La Revolución Ciudadana del presidente Correa se ha empeñado en disminuir las inequidades sociales históricas de la gran mayoría de la población ecuatoriana y por eso viene planteando la necesidad de legislar sobre la plusvalía y las herencias del sector más adinerado del país. Este anuncio que hace parte de una política pública para enfrentar la desigualdad y la pobreza ha generado una reacción violenta por parte de la ultraderecha que a través de sus máximos representantes, el alcalde de Guayaquil, Jaime Nebot, un caracterizado violador de derechos humanos en la época del gobierno neoliberal del ultraconservador León Febres Cordero (1984-88); y el alcalde de Quito, Mauricio Rodas, quien no ha podido justificar todavía sus estrechos nexos con el cartel narcotraficante de Sinaloa, han convocado a sus huestes a salir a las calles para protestar por estas medidas que consideran ellos atentan contra sus pingües patrimonios y concentradas fortunas.

Si bien en los ocho años de gobierno de la Revolución Ciudadana se ha logrado con éxito reducir la pobreza en Ecuador, el fenómeno de la inequidad social es un flagelo que se busca atacar mediante leyes de redistribución que afectarían, en caso de llegarse a aprobar, tan solo al 1.5% de la población que concentra la riqueza en este país andino.

La concentración de la riqueza en Ecuador muestra cifras inmorales y por lo tanto escandalosas que atentan contra un sistema que se dice democrático: el 2% de las familias posee el 90% de las grandes empresas.

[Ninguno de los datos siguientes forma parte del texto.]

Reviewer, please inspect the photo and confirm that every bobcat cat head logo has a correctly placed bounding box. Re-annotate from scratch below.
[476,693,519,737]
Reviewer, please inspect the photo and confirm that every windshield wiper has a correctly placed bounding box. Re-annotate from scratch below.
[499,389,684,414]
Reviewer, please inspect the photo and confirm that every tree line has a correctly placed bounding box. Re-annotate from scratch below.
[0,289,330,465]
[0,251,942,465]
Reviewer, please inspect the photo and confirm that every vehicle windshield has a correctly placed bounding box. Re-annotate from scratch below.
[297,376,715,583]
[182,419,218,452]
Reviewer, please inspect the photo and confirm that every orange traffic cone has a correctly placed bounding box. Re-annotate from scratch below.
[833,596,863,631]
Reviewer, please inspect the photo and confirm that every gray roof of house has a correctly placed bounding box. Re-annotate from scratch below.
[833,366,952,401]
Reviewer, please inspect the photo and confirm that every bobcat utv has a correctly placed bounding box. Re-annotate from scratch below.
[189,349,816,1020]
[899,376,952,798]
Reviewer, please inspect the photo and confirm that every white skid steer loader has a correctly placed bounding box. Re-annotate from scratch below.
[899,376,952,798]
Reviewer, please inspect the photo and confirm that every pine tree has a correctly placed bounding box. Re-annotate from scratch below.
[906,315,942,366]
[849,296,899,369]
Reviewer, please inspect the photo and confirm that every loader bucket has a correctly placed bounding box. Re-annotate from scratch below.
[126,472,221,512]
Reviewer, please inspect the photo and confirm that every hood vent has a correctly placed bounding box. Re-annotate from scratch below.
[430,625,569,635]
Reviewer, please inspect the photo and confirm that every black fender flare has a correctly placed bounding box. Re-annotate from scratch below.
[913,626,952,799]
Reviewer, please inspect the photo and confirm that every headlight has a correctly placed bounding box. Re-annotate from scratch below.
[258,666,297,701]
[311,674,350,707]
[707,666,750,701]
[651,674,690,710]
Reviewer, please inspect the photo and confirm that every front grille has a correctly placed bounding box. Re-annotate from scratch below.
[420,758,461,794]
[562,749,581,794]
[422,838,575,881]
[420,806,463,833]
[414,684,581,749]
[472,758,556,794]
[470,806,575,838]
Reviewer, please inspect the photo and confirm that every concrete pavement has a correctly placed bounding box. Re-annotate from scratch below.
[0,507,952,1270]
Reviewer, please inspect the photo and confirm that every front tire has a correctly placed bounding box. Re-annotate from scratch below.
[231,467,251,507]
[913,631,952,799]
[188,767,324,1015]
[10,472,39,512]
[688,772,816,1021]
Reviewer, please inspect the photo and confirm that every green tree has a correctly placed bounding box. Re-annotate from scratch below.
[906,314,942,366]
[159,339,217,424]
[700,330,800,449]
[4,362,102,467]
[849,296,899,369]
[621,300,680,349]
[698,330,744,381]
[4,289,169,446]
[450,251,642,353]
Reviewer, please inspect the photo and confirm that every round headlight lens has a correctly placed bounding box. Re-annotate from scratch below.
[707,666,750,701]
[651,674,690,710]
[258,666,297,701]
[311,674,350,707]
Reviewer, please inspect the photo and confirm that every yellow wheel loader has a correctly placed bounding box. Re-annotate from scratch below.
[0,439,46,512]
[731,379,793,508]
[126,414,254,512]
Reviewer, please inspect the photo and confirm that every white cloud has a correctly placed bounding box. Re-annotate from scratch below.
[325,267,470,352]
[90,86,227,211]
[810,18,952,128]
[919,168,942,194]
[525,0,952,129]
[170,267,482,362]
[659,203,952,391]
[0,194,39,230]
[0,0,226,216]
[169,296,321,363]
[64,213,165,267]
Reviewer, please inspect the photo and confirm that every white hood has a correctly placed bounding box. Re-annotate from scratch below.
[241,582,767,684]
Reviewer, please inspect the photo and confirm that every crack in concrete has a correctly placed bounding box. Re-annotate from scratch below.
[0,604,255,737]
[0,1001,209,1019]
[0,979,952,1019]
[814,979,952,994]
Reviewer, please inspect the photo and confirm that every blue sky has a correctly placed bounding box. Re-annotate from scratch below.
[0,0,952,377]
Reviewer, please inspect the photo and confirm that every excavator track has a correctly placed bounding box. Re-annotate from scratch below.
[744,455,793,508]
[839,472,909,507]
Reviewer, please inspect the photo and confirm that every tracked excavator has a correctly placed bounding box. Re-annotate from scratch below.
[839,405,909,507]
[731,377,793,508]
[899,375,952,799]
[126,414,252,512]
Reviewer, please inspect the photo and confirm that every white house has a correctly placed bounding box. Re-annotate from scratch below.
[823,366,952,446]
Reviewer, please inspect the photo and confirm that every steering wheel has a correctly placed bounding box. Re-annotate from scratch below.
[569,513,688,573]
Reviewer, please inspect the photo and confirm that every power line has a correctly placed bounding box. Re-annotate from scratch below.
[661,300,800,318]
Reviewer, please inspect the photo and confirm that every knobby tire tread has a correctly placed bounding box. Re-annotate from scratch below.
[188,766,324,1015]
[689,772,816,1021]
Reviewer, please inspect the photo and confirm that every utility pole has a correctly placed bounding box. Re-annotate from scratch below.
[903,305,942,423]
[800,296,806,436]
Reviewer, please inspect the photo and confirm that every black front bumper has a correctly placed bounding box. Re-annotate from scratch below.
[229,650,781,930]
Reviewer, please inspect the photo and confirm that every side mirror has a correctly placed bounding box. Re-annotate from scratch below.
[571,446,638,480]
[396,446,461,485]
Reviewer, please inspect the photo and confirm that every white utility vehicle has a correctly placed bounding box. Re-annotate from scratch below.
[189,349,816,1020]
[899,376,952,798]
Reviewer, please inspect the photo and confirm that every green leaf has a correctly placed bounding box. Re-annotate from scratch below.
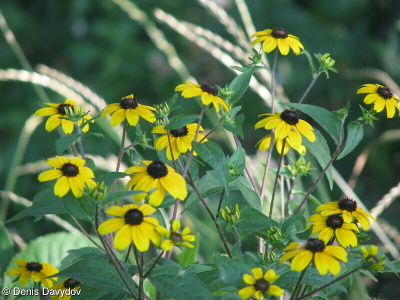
[56,133,82,155]
[6,188,67,223]
[303,129,333,189]
[164,115,199,130]
[337,121,364,159]
[281,102,340,144]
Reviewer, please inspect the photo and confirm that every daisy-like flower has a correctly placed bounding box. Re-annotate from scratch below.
[156,220,196,251]
[361,245,386,271]
[357,83,400,118]
[308,214,359,247]
[238,268,283,299]
[256,134,307,155]
[6,259,58,288]
[175,82,230,113]
[125,160,187,206]
[151,123,207,160]
[38,156,96,198]
[280,238,347,275]
[101,94,156,126]
[97,204,161,252]
[254,109,315,152]
[35,99,92,134]
[316,198,375,230]
[251,28,304,55]
[51,278,82,300]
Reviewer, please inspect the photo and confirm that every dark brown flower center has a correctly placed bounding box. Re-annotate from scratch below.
[326,214,344,229]
[60,163,79,177]
[338,198,357,211]
[200,83,218,96]
[26,262,43,272]
[119,95,138,109]
[124,208,144,225]
[254,278,269,293]
[306,239,325,253]
[64,278,81,289]
[378,86,393,99]
[57,103,74,115]
[281,109,299,125]
[170,126,189,137]
[147,160,168,179]
[271,28,289,39]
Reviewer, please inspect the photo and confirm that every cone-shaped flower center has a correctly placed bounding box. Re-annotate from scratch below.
[170,126,189,137]
[60,163,79,177]
[271,28,289,39]
[339,198,357,211]
[124,208,143,225]
[64,278,81,289]
[26,262,43,272]
[281,109,299,125]
[378,86,393,99]
[147,160,168,179]
[200,83,218,96]
[254,278,269,293]
[306,239,325,253]
[119,95,138,109]
[326,214,344,229]
[57,103,74,115]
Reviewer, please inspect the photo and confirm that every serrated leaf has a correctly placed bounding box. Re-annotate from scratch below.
[164,115,199,130]
[337,121,364,159]
[281,102,340,144]
[55,133,82,155]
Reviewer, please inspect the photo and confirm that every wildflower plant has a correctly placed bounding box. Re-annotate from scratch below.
[0,2,399,300]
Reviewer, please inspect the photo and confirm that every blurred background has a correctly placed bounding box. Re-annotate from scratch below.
[0,0,400,299]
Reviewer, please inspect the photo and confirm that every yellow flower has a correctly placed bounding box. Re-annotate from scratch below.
[308,214,359,247]
[251,28,304,55]
[97,204,161,252]
[175,82,230,113]
[361,245,386,271]
[316,198,375,230]
[38,156,96,198]
[6,259,58,288]
[238,268,283,299]
[35,99,92,134]
[256,134,307,155]
[51,278,82,300]
[125,160,187,206]
[101,94,156,126]
[151,123,207,160]
[357,84,400,118]
[280,238,347,275]
[156,220,196,251]
[254,109,315,149]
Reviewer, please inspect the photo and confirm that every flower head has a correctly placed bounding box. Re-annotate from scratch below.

El 10% más rico consume 12.6 veces más que el 10% más pobre. Una de cada cuatro personas todavía vive en la pobreza. El país genera los recursos suficientes para eliminar la pobreza, pero la inequidad en la distribución no permite erradicarla.

POR UNA POLÍTICA DE DISTRIBUCIÓN QUE POSIBILITE LA DEMOCRATIZACIÓN DE LOS FACTORES PRODUCTIVOS



Con el propósito de concretar acciones políticas y legislativas que permitan la disminución de la pobreza vía una mejor redistribución de la riqueza, el gobierno del presidente Correa ha convocado a la sociedad ecuatoriana a un ejercicio participativo a través de un diálogo nacional por la equidad y la justicia social.

Este proceso de diálogo y debate viene siendo coordinado metodológicamente por la Secretaría Nacional de Planificación y Desarrollo (Senplades), cuyo titular es el sociólogo, filósofo y politólogo Pabel Muñoz.

Este alto funcionario está vinculado a la Revolución Ciudadana desde que comenzó en 2007 haciendo parte del gobierno en el diseño de diversas políticas públicas. Para ahondar sobre los objetivos de este diálogo nacional, el Observatorio Sociopolítico Latinoamericano www.cronicon.net, dialogó con él en su despacho.

-       Ecuador es uno de los países que más ha disminuido pobreza en los últimos años y avanza de manera contundente e inclusión social.  ¿Por qué y para qué entonces el dialogo nacional para la equidad y la justicia social que impulsa el gobierno del presidente Rafael Correa a través de Senplades?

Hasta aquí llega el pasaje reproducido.